Galaxies have now been observed back to within one billion years after the Big Bang, when the Universe was less than 7% of its current age. But how and when did the very first galaxies form? Because of the vast distances, most galaxies from this early time are too faint to be observed directly. To learn about the first galaxies, therefore, we must study them through their impact on the cosmic web. We know, for example, that the gas in deep space is highly ionized -- electrons have been stripped from their atoms. We believe that the energy to ionize the gas came from the ultraviolet light emitted by the first stars and galaxies. If we can determine when the gas became ionized, therefore, we will learn when the first galaxies formed.

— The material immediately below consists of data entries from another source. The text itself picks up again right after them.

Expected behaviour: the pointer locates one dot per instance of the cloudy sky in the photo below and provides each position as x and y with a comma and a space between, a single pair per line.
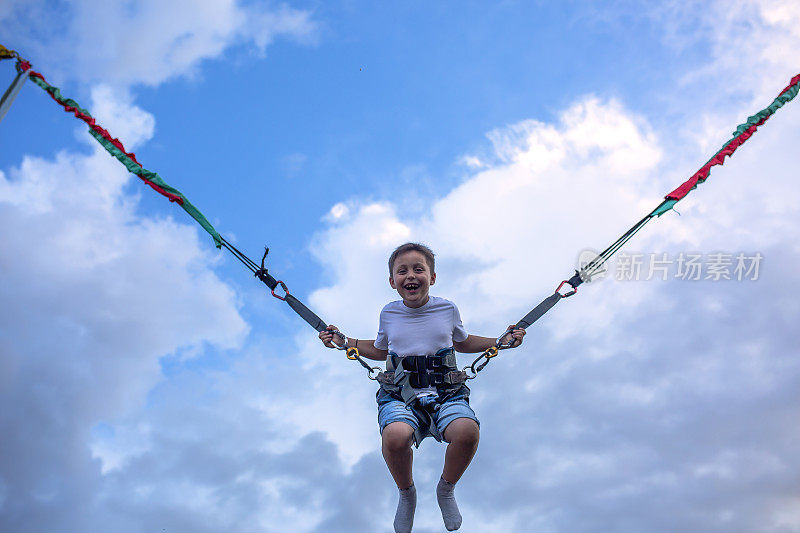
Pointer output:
149, 383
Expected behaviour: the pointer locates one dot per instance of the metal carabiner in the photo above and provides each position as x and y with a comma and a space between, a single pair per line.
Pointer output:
565, 295
285, 289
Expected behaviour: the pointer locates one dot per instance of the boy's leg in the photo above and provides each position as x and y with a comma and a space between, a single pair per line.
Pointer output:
462, 435
396, 441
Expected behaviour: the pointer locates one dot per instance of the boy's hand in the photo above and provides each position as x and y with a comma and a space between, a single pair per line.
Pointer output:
514, 336
327, 336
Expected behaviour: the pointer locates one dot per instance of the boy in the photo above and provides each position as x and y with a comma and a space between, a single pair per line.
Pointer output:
417, 336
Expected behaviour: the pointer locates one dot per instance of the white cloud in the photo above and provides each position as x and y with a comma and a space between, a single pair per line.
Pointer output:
145, 41
627, 402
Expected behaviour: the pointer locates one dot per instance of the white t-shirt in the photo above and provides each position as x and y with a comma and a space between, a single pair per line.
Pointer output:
419, 331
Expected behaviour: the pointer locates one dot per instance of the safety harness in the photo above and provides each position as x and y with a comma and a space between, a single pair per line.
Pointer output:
404, 374
438, 373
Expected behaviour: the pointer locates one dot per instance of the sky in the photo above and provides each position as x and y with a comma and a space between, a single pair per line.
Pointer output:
149, 383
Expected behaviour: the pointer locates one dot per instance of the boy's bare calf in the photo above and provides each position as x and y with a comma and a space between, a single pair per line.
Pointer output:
462, 434
396, 442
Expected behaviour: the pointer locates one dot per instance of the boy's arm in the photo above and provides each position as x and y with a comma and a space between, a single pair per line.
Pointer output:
475, 344
365, 347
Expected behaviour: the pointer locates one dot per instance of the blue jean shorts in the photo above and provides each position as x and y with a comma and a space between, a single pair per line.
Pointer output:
391, 409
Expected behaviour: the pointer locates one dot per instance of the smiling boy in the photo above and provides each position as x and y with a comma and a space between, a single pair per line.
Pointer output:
417, 336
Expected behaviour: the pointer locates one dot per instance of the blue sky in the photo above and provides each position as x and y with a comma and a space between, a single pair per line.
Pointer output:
152, 383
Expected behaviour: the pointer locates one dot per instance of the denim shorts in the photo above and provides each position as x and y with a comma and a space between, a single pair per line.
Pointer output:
391, 409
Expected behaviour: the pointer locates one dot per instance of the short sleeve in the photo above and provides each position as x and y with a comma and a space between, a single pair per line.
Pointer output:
459, 333
381, 340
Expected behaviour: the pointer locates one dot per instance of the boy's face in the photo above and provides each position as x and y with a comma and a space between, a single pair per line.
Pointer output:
412, 278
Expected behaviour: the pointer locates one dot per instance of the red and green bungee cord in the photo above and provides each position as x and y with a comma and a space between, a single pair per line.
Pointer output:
115, 147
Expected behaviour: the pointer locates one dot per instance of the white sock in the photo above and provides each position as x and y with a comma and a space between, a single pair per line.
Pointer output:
404, 517
447, 503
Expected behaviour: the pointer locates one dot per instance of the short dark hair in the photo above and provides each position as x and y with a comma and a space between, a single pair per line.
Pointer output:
426, 252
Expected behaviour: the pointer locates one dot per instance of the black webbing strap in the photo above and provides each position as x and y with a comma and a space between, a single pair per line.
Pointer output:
269, 280
537, 312
305, 313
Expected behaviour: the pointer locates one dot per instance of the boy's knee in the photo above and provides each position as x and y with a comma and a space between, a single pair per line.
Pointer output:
463, 431
397, 437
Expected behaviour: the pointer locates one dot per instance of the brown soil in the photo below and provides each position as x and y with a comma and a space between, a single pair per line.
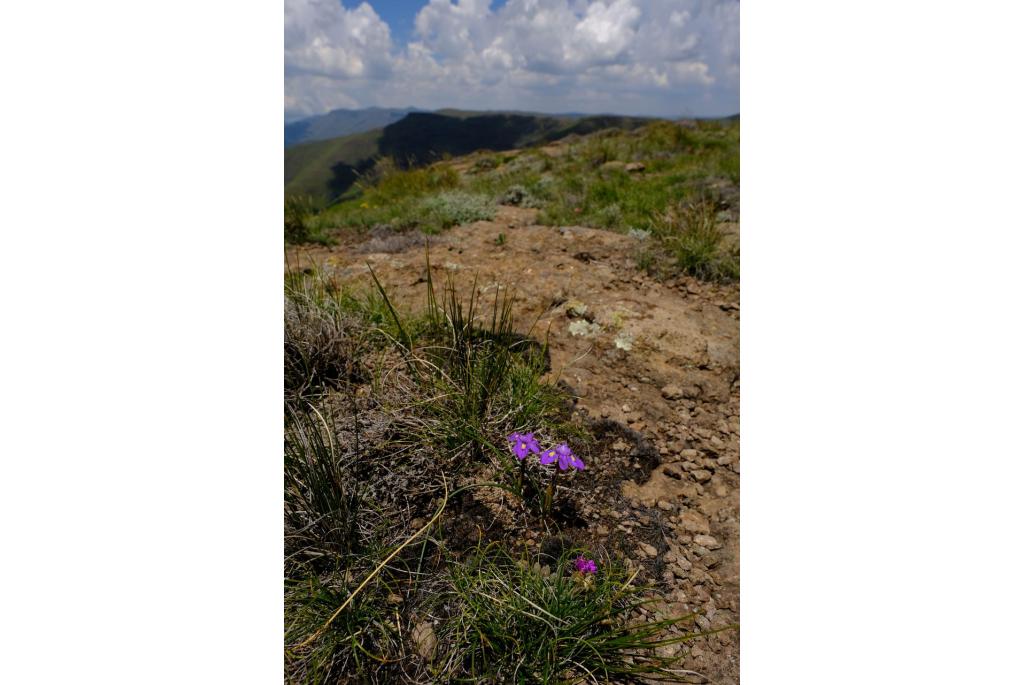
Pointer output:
656, 374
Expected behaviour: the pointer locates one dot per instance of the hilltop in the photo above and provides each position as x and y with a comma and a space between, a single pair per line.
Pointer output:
326, 169
338, 123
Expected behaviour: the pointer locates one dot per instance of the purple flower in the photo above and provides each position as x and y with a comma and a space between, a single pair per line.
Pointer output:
523, 443
585, 565
566, 458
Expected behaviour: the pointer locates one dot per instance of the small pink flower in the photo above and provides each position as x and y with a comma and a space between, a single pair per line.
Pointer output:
585, 565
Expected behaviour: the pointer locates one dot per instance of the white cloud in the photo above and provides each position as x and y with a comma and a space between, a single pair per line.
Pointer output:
643, 56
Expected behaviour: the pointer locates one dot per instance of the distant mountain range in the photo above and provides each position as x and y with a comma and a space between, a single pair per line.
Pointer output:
341, 122
326, 168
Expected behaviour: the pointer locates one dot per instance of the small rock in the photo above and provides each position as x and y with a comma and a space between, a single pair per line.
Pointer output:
425, 640
672, 392
694, 522
707, 541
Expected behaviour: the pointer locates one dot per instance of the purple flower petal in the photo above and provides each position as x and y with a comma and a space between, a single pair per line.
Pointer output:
530, 442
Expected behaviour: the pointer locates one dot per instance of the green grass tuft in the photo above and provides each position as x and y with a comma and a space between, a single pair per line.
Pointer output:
512, 622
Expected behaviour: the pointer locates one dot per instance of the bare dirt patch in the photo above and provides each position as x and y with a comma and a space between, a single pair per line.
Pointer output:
654, 367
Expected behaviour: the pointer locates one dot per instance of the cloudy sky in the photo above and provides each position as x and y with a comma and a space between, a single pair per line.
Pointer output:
666, 57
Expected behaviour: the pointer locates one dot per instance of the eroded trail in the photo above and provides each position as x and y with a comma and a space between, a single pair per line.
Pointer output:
659, 357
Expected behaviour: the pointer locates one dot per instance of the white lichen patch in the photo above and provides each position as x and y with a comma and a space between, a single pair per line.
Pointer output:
584, 329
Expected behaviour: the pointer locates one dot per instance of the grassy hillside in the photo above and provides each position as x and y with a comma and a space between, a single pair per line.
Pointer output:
340, 122
326, 169
674, 183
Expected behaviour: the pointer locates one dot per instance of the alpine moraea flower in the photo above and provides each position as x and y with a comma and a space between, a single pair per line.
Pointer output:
585, 565
566, 458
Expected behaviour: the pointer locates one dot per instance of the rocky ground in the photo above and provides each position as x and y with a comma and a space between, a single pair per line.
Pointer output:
655, 369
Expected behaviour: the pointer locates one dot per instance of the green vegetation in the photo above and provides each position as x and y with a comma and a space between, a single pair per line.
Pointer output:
672, 182
393, 420
691, 236
327, 169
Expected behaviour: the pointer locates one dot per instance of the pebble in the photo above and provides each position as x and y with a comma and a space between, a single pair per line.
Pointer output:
694, 522
707, 541
672, 391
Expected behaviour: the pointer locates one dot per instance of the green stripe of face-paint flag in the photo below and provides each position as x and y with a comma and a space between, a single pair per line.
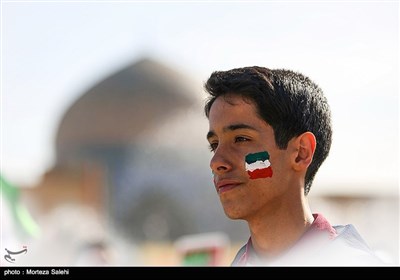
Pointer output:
261, 156
20, 214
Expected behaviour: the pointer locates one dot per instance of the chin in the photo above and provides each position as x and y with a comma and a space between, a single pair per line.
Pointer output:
233, 214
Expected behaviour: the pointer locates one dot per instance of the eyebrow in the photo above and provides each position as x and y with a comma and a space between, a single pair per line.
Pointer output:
231, 127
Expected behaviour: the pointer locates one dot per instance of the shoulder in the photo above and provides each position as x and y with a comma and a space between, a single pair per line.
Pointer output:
350, 249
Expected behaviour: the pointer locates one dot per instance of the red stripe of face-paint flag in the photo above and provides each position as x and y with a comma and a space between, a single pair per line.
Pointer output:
260, 173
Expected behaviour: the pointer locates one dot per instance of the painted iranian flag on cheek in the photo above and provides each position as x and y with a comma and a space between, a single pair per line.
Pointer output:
258, 165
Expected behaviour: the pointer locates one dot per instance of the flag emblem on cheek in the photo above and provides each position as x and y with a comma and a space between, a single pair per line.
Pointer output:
258, 165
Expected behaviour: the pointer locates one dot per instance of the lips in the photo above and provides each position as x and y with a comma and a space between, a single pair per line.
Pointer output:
226, 185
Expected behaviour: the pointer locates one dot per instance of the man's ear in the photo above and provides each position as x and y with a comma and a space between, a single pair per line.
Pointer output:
305, 147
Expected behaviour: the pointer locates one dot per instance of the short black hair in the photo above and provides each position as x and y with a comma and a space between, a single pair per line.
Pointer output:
288, 101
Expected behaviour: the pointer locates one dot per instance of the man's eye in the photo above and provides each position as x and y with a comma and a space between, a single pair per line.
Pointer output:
213, 146
241, 139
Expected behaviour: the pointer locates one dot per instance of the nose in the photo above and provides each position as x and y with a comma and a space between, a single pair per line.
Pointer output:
219, 162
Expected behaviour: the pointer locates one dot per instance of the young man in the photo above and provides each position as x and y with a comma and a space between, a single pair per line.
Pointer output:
270, 131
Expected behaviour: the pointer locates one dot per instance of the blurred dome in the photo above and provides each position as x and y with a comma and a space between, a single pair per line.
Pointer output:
119, 108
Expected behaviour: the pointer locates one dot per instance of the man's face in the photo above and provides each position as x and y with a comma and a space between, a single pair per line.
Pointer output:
251, 175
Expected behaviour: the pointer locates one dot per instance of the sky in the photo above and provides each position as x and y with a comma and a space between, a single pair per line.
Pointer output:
52, 51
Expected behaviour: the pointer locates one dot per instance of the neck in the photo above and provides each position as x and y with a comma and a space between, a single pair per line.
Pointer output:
278, 228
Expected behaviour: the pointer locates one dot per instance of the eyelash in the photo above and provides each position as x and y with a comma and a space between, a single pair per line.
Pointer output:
213, 146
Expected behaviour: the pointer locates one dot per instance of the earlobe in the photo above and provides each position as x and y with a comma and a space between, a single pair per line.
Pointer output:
306, 144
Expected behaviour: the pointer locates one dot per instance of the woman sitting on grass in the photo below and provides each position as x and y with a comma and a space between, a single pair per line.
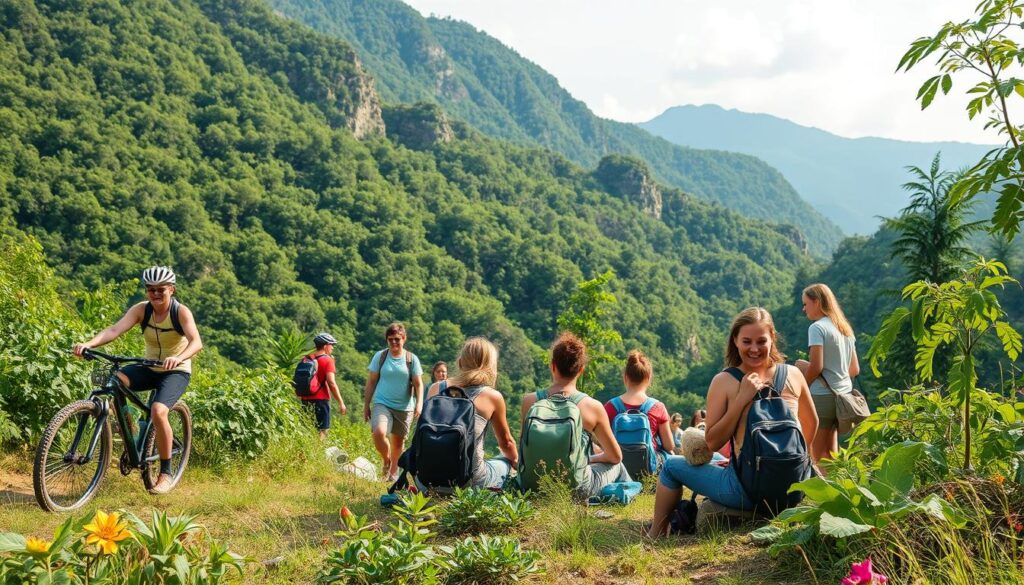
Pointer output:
588, 472
477, 364
752, 349
636, 377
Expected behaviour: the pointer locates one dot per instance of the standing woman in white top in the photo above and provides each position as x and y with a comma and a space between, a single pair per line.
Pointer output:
833, 364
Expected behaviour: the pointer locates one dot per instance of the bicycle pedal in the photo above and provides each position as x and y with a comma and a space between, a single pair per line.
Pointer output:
124, 465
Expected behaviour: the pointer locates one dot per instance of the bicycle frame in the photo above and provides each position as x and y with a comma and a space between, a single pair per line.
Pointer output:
121, 395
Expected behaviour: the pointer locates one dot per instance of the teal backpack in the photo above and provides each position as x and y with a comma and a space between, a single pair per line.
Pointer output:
553, 441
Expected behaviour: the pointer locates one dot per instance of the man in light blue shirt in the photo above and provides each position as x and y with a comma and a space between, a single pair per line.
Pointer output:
393, 395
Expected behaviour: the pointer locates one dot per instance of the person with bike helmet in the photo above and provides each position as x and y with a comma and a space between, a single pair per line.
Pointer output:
170, 335
324, 385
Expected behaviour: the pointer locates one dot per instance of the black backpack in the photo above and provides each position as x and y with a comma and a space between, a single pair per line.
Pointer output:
175, 324
441, 454
683, 518
302, 379
774, 455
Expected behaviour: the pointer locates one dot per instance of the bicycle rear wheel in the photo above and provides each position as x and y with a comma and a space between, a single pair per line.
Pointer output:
180, 419
61, 477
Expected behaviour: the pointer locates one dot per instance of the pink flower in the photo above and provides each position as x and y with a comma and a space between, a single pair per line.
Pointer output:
861, 574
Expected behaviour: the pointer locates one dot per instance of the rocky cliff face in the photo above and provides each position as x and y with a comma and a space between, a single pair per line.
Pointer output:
364, 117
419, 126
630, 178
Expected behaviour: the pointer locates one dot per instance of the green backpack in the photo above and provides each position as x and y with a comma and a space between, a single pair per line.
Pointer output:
553, 441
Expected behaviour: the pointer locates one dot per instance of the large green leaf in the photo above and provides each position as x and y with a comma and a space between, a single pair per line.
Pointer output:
895, 474
10, 542
840, 527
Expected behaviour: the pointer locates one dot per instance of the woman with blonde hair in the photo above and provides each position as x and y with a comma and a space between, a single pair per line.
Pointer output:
477, 375
752, 359
833, 365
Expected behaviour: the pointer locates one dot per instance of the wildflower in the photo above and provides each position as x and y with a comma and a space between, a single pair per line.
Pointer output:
37, 547
105, 532
861, 574
347, 517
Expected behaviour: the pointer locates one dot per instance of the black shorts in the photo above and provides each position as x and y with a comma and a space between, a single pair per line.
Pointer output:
322, 410
168, 385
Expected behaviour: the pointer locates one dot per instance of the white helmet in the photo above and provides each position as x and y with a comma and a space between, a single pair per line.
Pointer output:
158, 276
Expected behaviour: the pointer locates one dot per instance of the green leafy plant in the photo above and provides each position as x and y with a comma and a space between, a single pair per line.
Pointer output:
586, 315
475, 510
287, 347
400, 556
491, 559
957, 315
105, 550
872, 499
987, 48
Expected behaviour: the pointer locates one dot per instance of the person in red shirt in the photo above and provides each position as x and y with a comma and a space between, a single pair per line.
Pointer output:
324, 384
636, 378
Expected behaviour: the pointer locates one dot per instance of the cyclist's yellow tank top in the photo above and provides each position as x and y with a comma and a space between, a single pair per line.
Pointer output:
162, 341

The goal of this proposal is to study the cosmic web far back in time in order to learn about the first galaxies and stars. To do this, I will analyze the way in which the web absorbs light from very luminous objects known as quasars. The gas between a quasar and the Earth absorbs portions of the quasar light in patterns that reveal where the gas is located, its chemical composition, temperature, and ionization state. These quantities, in turn, reflect how the gas has been affected by the galaxies embedded within it.

I will first determine when the gas in deep space was ionized by measuring how smoothly it is distributed. As the gas was ionized it would also have been heated to more than 10,000 degrees. The resulting pressure would have caused the gas to expand, smoothing out the smallest bumps in the web. Earlier heating would have produced more smoothing, and so by measuring the smoothness I will be able to determine when the ionization and heating occurred.

I will then search for signs of elements made by stars, such as carbon and oxygen. The quantity of these elements in the early Universe will reflect how vigorously stars formed in the first galaxies, and the relative mix of different elements will reveal the nature of the stars themselves.

Next, I will determine how efficiently early galaxies produced ionizing photons. By measuring how completely galaxies ionized the gas in the web from one to three billion years after the Big Bang I will will determine how many ultraviolet photons were emitted by all galaxies during this period. A key question will be whether galaxies produced UV photons more efficiently at earlier times, as required if galaxies did indeed drive reionization.

Finally, I will investigate the nature of dark matter by analyzing the small-scale structure of the web. This project will determine how "warm" dark matter is, and whether rapidly moving dark matter particles may have inhibited the formation of low-mass galaxies.

The emergence of the first galaxies from the cosmic web was a key event in the process that gave rise to galaxies such as our own. Studying the early Universe, therefore, allows us investigate our origins on a grand scale. This field combines cutting-edge technology -- large telescopes and advanced computing -- with basic physics to assemble a picture of the cosmos at the most distant frontier. Ultimately, this research will help us to understand how the early Universe took shape, as well as to explore more of what is "out there."